The parser sees messy, carrier-specific PDF content. The exporter needs stable, predictable data.
The canonical model exists to separate those concerns.
Without that boundary, the XML writer would have to understand OCR quality problems, page roles, parser fallback rules, and conflicting metadata across multiple PDFs.

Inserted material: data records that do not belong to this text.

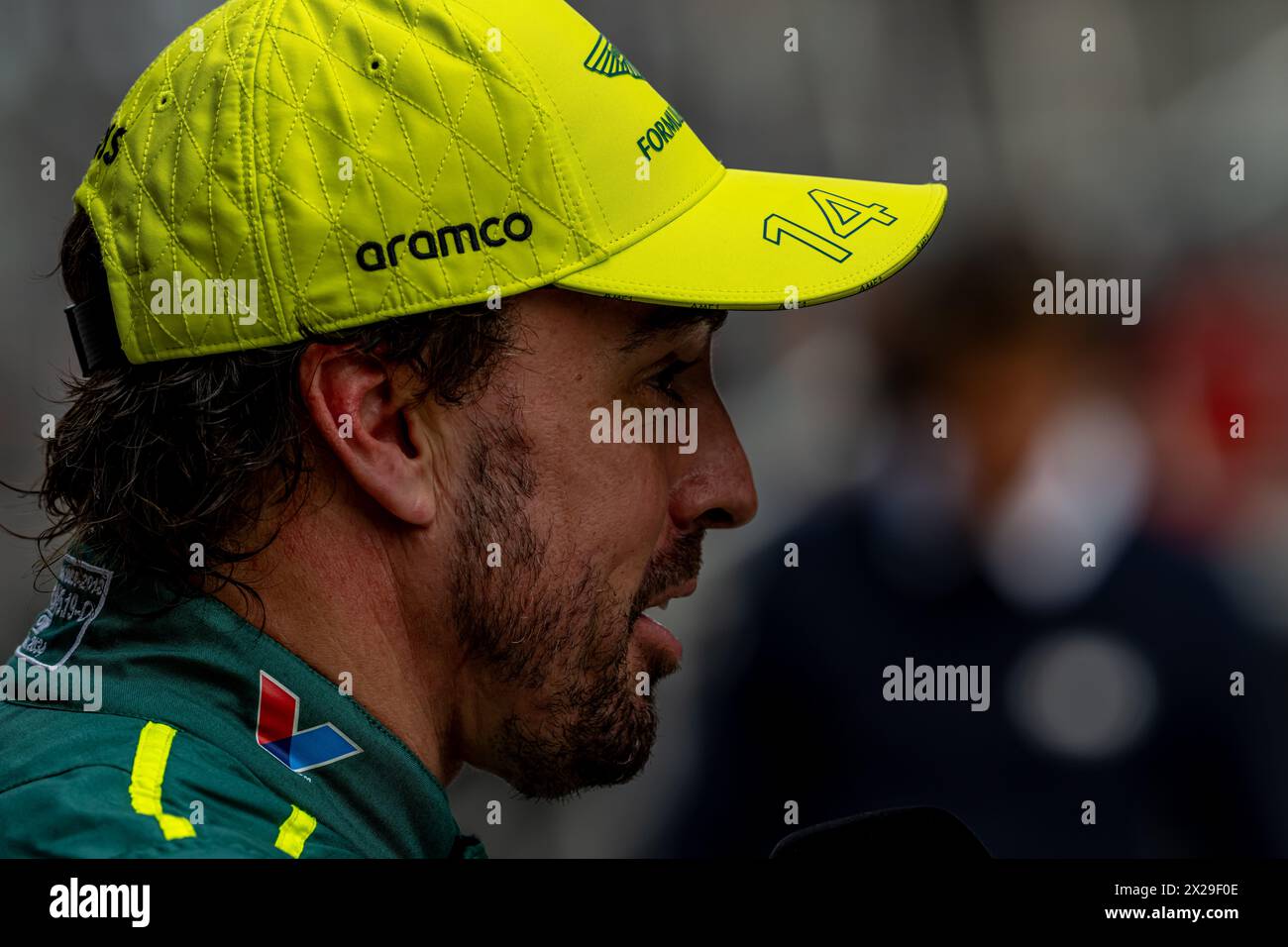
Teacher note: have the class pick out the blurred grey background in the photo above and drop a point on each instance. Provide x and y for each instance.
(1107, 163)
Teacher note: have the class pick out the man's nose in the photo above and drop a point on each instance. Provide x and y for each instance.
(716, 488)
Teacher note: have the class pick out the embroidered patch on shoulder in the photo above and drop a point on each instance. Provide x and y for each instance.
(77, 598)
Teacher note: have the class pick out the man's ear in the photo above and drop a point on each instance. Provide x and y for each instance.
(364, 410)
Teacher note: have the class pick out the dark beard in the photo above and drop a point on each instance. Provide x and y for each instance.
(562, 641)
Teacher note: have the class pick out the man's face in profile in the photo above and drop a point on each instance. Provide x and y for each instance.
(553, 646)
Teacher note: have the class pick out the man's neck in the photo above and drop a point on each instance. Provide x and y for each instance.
(336, 604)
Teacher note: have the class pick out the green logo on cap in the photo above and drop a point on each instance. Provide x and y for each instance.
(608, 60)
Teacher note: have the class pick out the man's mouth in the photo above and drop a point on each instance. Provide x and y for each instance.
(656, 635)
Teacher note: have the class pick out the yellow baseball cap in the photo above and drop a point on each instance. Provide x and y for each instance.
(290, 166)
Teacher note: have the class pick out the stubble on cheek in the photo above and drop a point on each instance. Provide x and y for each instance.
(554, 642)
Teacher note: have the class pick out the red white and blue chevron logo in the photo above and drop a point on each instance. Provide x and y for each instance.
(278, 731)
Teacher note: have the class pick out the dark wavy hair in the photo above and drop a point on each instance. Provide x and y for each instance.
(149, 459)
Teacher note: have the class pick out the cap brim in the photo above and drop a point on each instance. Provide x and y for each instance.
(761, 240)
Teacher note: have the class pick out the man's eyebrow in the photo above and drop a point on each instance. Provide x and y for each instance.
(668, 320)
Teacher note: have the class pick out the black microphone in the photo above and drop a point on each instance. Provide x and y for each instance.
(888, 834)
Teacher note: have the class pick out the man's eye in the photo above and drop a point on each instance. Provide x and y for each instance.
(665, 379)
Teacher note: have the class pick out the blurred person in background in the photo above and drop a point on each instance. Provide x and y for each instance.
(1109, 684)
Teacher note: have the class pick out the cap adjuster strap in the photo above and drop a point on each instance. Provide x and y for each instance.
(93, 334)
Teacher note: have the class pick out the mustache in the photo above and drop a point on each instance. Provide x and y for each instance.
(674, 566)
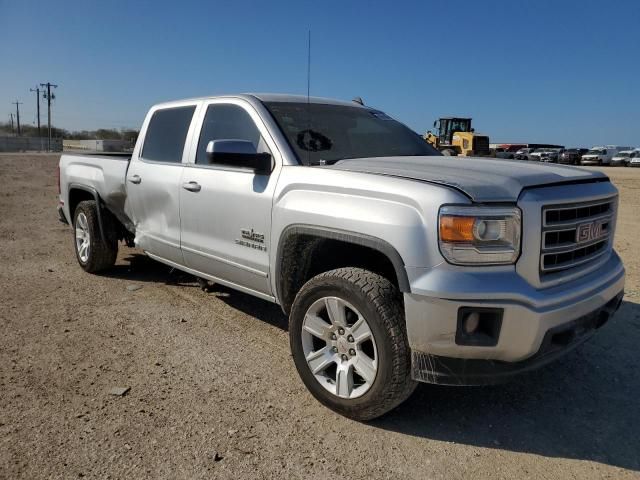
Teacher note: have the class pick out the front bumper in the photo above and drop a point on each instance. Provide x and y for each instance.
(590, 161)
(530, 320)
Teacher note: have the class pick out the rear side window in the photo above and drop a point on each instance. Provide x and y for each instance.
(166, 134)
(228, 122)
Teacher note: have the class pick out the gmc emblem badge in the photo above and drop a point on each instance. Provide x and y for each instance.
(587, 232)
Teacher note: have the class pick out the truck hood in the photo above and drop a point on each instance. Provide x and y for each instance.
(481, 179)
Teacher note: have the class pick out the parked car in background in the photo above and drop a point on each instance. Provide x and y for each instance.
(536, 153)
(572, 156)
(622, 159)
(601, 155)
(544, 154)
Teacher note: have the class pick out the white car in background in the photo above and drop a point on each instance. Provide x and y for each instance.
(601, 155)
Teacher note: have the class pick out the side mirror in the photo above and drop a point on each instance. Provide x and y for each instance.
(238, 153)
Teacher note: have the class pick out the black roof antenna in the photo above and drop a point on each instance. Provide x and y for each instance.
(308, 93)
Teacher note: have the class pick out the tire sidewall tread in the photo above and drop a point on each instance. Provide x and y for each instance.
(101, 255)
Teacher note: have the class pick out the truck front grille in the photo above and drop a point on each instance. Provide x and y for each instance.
(576, 234)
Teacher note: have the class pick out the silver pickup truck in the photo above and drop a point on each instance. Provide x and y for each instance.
(394, 264)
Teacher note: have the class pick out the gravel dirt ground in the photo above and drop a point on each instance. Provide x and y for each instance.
(214, 393)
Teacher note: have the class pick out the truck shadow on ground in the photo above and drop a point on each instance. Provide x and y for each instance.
(584, 406)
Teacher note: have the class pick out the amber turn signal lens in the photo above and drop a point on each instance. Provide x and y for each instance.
(456, 229)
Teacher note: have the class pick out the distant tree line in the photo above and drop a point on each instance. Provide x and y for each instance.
(126, 134)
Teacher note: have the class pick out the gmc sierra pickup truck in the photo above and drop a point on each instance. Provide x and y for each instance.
(393, 263)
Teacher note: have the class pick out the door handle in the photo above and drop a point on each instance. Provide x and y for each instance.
(192, 186)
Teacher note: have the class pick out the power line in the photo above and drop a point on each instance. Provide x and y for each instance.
(17, 104)
(37, 90)
(49, 96)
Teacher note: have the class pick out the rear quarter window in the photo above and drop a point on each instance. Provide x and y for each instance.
(167, 133)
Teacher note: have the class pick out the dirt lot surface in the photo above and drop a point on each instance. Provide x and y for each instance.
(214, 393)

Defined in src/pdf_to_esx_agent/models/estimate.py:
| Type | Purpose |
|---|---|
ValidationMessage |
warnings, errors, and info messages |
SourceDocument |
provenance and scan/OCR details per input file |
EstimateMetadata |
claim and estimate metadata |
EstimateTotals |
summary financial values |
RoofMeasurements |
roof geometry values |
EstimateLineItem |
normalized line item data |
ParsedEstimateDocument |
one parsed PDF before merge |
CanonicalEstimate |
final normalized estimate used for export |
EstimateMerger creates CanonicalEstimate from one or more parsed documents.
Key rules:
- metadata prefers the most complete usable value and warns on important conflicts
- line items are sorted deterministically and deduplicated
- totals prefer the strongest summary source, with line-item totals used for fallback and validation
- roof measurements keep the largest extracted value when multiple documents disagree
If you add parsing logic, aim to improve the canonical estimate. Do not jump straight from a new PDF pattern to XML-writing logic.